Extended Data Fig. 2: Complement constituents in mouse ChPs.

a, ChPs were stained for C1q (red) and C4 (green). Bar 100 μm. b, C5 siRNA treatment blocks C5 protein deposition in ApoE^−/− ChPs. c, ChPs were stained for C3. Ig represents lipid. d, Serum C3 and C5. Serum C3 and C5 protein levels were measured by ELISA. ApoE^−/−(n = 6 mice), HFD ApoE4 (n = 5). e, High resolution confocal microscopy shows colocalization of ApoE4 (ApoE, red) and Ig (green, represents lipid) in HFD ApoE4-KI ChPs.
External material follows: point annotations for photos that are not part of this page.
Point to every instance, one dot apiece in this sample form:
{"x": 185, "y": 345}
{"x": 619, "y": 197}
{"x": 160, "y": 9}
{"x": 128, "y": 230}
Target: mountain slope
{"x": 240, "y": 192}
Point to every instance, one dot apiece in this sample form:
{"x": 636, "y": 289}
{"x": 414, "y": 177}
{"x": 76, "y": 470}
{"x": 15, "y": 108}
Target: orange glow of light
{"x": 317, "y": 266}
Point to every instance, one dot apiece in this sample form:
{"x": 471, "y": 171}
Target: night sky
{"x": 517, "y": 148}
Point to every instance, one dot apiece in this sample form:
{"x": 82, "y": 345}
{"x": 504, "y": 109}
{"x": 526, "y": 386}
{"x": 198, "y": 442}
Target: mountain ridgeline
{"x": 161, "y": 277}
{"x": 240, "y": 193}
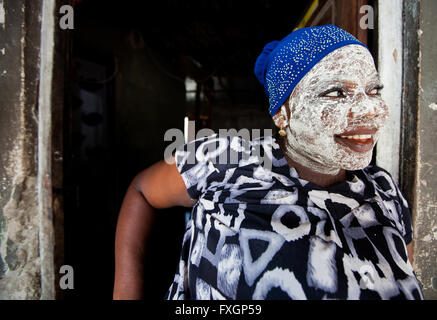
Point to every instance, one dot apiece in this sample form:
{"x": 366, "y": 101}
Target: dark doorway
{"x": 130, "y": 73}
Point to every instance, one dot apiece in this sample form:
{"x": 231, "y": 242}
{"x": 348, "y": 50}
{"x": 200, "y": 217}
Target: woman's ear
{"x": 281, "y": 118}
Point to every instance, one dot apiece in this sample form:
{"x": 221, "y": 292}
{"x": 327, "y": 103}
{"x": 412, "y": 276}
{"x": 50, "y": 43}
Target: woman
{"x": 316, "y": 222}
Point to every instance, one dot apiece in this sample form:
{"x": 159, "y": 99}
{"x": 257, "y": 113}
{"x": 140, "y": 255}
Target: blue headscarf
{"x": 282, "y": 64}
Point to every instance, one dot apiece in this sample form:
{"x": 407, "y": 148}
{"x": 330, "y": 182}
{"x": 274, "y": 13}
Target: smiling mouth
{"x": 359, "y": 140}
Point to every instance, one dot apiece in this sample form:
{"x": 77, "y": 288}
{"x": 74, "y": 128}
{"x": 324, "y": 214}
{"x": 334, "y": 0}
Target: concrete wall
{"x": 20, "y": 264}
{"x": 425, "y": 210}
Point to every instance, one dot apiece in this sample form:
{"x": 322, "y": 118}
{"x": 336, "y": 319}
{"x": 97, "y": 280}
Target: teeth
{"x": 358, "y": 137}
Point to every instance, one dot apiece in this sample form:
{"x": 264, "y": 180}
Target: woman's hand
{"x": 159, "y": 186}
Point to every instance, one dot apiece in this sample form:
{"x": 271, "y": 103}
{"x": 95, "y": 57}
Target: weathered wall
{"x": 425, "y": 213}
{"x": 19, "y": 221}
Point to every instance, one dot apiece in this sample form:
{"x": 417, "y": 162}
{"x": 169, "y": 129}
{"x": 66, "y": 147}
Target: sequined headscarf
{"x": 282, "y": 64}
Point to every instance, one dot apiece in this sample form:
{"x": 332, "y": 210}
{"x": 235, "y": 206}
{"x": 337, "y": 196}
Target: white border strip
{"x": 46, "y": 233}
{"x": 390, "y": 70}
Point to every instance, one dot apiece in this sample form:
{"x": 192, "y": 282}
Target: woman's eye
{"x": 335, "y": 93}
{"x": 375, "y": 91}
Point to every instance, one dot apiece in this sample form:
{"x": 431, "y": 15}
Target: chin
{"x": 357, "y": 163}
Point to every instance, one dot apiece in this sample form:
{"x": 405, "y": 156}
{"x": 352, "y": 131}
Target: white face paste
{"x": 314, "y": 119}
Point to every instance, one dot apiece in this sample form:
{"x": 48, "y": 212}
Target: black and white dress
{"x": 258, "y": 231}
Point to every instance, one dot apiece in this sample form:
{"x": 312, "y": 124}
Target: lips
{"x": 359, "y": 140}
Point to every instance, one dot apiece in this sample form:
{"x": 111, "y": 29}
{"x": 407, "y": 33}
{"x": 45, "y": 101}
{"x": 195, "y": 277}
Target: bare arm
{"x": 159, "y": 186}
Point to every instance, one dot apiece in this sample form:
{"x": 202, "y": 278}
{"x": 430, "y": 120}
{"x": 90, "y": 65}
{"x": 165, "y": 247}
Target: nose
{"x": 368, "y": 108}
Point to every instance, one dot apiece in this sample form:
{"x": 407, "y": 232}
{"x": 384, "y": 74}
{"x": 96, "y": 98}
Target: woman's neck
{"x": 320, "y": 179}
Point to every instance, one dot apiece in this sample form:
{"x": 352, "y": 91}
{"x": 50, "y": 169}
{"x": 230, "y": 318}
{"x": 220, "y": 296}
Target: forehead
{"x": 352, "y": 63}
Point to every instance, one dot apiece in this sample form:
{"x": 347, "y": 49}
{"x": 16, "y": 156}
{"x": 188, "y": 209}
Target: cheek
{"x": 334, "y": 117}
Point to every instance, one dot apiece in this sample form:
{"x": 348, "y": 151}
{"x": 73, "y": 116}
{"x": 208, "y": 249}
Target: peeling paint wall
{"x": 20, "y": 263}
{"x": 425, "y": 211}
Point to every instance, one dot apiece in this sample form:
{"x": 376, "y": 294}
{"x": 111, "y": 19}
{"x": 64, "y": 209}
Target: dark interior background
{"x": 127, "y": 84}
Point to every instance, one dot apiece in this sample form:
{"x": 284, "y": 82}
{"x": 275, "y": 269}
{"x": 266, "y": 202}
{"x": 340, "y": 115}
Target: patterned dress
{"x": 258, "y": 231}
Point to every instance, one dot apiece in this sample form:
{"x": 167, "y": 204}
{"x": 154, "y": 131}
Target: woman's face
{"x": 335, "y": 112}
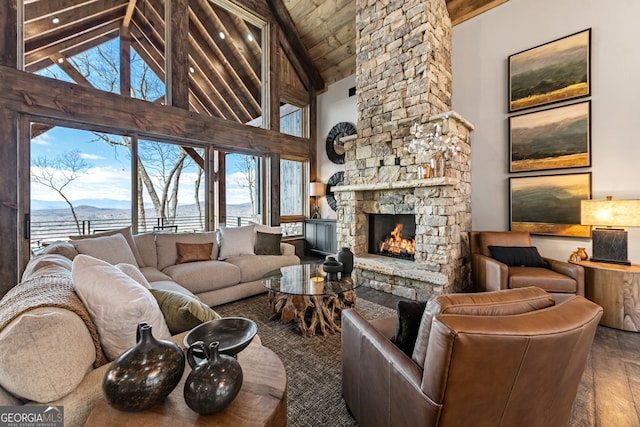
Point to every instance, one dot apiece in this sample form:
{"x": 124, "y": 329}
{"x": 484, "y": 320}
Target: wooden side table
{"x": 617, "y": 289}
{"x": 262, "y": 400}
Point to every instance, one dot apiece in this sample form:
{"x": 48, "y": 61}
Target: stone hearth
{"x": 403, "y": 76}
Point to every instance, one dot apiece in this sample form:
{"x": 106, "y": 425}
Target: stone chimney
{"x": 403, "y": 76}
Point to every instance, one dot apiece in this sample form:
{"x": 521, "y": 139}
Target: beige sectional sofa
{"x": 50, "y": 347}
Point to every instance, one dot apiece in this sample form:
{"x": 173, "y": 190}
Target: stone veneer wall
{"x": 403, "y": 76}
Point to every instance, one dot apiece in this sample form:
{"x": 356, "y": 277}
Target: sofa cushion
{"x": 45, "y": 354}
{"x": 236, "y": 241}
{"x": 518, "y": 256}
{"x": 42, "y": 264}
{"x": 116, "y": 304}
{"x": 204, "y": 276}
{"x": 152, "y": 274}
{"x": 496, "y": 303}
{"x": 408, "y": 324}
{"x": 267, "y": 243}
{"x": 168, "y": 252}
{"x": 522, "y": 277}
{"x": 66, "y": 249}
{"x": 112, "y": 249}
{"x": 135, "y": 273}
{"x": 182, "y": 312}
{"x": 125, "y": 232}
{"x": 191, "y": 252}
{"x": 254, "y": 267}
{"x": 146, "y": 244}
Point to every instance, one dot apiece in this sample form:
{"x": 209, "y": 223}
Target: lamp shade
{"x": 611, "y": 213}
{"x": 316, "y": 189}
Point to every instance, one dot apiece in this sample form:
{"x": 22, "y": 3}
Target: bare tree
{"x": 58, "y": 173}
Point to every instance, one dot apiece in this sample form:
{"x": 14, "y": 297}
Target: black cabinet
{"x": 320, "y": 236}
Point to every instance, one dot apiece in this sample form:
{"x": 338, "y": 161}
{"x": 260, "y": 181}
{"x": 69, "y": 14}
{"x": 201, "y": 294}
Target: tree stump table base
{"x": 311, "y": 312}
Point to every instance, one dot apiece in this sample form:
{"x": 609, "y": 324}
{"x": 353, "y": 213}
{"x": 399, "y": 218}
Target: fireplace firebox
{"x": 392, "y": 235}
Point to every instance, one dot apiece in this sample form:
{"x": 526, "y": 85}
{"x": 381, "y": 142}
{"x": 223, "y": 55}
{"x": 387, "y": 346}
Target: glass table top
{"x": 307, "y": 279}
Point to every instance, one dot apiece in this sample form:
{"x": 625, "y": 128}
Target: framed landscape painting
{"x": 551, "y": 139}
{"x": 552, "y": 72}
{"x": 549, "y": 204}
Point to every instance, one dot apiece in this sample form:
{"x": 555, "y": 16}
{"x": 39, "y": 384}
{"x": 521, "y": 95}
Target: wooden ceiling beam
{"x": 290, "y": 32}
{"x": 70, "y": 19}
{"x": 58, "y": 100}
{"x": 129, "y": 13}
{"x": 226, "y": 56}
{"x": 39, "y": 59}
{"x": 202, "y": 38}
{"x": 461, "y": 10}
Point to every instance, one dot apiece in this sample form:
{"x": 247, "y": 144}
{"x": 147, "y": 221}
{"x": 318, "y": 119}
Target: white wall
{"x": 480, "y": 50}
{"x": 334, "y": 106}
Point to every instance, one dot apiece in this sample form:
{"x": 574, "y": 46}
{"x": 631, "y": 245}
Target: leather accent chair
{"x": 561, "y": 279}
{"x": 503, "y": 358}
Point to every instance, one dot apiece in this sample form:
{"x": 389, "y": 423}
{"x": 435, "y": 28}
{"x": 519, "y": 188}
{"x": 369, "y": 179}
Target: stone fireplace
{"x": 403, "y": 76}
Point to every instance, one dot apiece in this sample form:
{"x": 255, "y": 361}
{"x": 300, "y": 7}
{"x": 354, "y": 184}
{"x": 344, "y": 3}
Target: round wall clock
{"x": 335, "y": 179}
{"x": 335, "y": 147}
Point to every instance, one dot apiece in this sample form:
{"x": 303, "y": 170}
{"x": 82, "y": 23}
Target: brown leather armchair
{"x": 561, "y": 279}
{"x": 502, "y": 358}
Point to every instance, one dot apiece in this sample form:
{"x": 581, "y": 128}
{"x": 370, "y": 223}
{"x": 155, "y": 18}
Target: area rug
{"x": 313, "y": 364}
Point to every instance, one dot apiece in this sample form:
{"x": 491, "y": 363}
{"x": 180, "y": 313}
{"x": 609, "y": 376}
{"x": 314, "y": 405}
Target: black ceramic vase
{"x": 214, "y": 381}
{"x": 332, "y": 268}
{"x": 345, "y": 256}
{"x": 143, "y": 376}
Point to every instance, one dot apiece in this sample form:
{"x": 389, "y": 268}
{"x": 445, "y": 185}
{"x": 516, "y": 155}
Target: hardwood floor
{"x": 609, "y": 393}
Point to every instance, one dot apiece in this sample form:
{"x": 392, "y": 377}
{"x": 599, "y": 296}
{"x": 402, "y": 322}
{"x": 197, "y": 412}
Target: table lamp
{"x": 316, "y": 189}
{"x": 610, "y": 243}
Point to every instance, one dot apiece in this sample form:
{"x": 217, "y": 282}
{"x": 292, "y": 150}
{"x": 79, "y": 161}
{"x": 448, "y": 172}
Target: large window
{"x": 80, "y": 182}
{"x": 292, "y": 195}
{"x": 244, "y": 189}
{"x": 171, "y": 187}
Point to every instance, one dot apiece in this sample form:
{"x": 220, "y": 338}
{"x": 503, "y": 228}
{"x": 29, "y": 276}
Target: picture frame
{"x": 549, "y": 204}
{"x": 555, "y": 138}
{"x": 552, "y": 72}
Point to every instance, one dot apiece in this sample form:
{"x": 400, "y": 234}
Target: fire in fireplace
{"x": 392, "y": 235}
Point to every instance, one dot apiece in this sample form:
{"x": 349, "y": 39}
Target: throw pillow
{"x": 518, "y": 256}
{"x": 112, "y": 249}
{"x": 182, "y": 312}
{"x": 190, "y": 252}
{"x": 236, "y": 241}
{"x": 125, "y": 232}
{"x": 409, "y": 317}
{"x": 268, "y": 243}
{"x": 116, "y": 304}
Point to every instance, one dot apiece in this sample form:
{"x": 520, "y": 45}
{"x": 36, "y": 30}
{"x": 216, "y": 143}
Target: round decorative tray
{"x": 233, "y": 333}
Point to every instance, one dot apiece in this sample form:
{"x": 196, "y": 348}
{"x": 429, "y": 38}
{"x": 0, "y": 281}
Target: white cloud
{"x": 89, "y": 156}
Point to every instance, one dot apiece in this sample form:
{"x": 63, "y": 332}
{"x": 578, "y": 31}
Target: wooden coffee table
{"x": 262, "y": 400}
{"x": 300, "y": 293}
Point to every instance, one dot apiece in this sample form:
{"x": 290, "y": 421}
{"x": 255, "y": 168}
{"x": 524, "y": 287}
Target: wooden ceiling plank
{"x": 39, "y": 59}
{"x": 206, "y": 67}
{"x": 32, "y": 94}
{"x": 296, "y": 46}
{"x": 202, "y": 38}
{"x": 71, "y": 19}
{"x": 70, "y": 70}
{"x": 462, "y": 10}
{"x": 234, "y": 60}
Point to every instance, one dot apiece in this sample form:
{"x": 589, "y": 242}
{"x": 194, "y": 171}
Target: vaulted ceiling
{"x": 225, "y": 73}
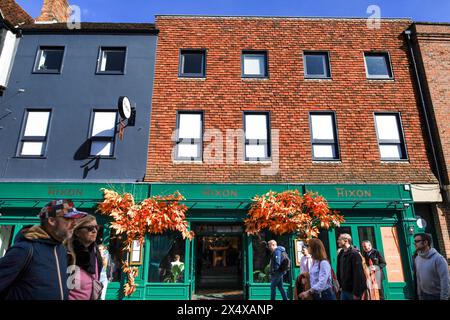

ApoE^−/− ChPs serve as negative controls for ApoE staining. f, Complement regulators are expressed in ChPs. WT (n = 5 mice); ApoE^−/−(n = 4); ND ApoE3 (n = 6); HFD ApoE3 (n = 6); ND ApoE4 (n = 6); HFD ApoE4 (n = 6). g, ChP Factor H expressed between WT and ApoE^−/− mice. WT (n = 5); ApoE^−/−(n = 4.) h, ChP factor H protein in ChPs. White arrows indicate lipid positive areas. Data in a,b,c,e,h are representative images from at least 3 biologically independent mouse samples. Data in d,f,g represent means ± s.e.m. Two-tailed Student´s t test was applied to d,g; one-way ANOVA with Tukey posttest was applied to f; Gene names in supplementary Tabl. 3.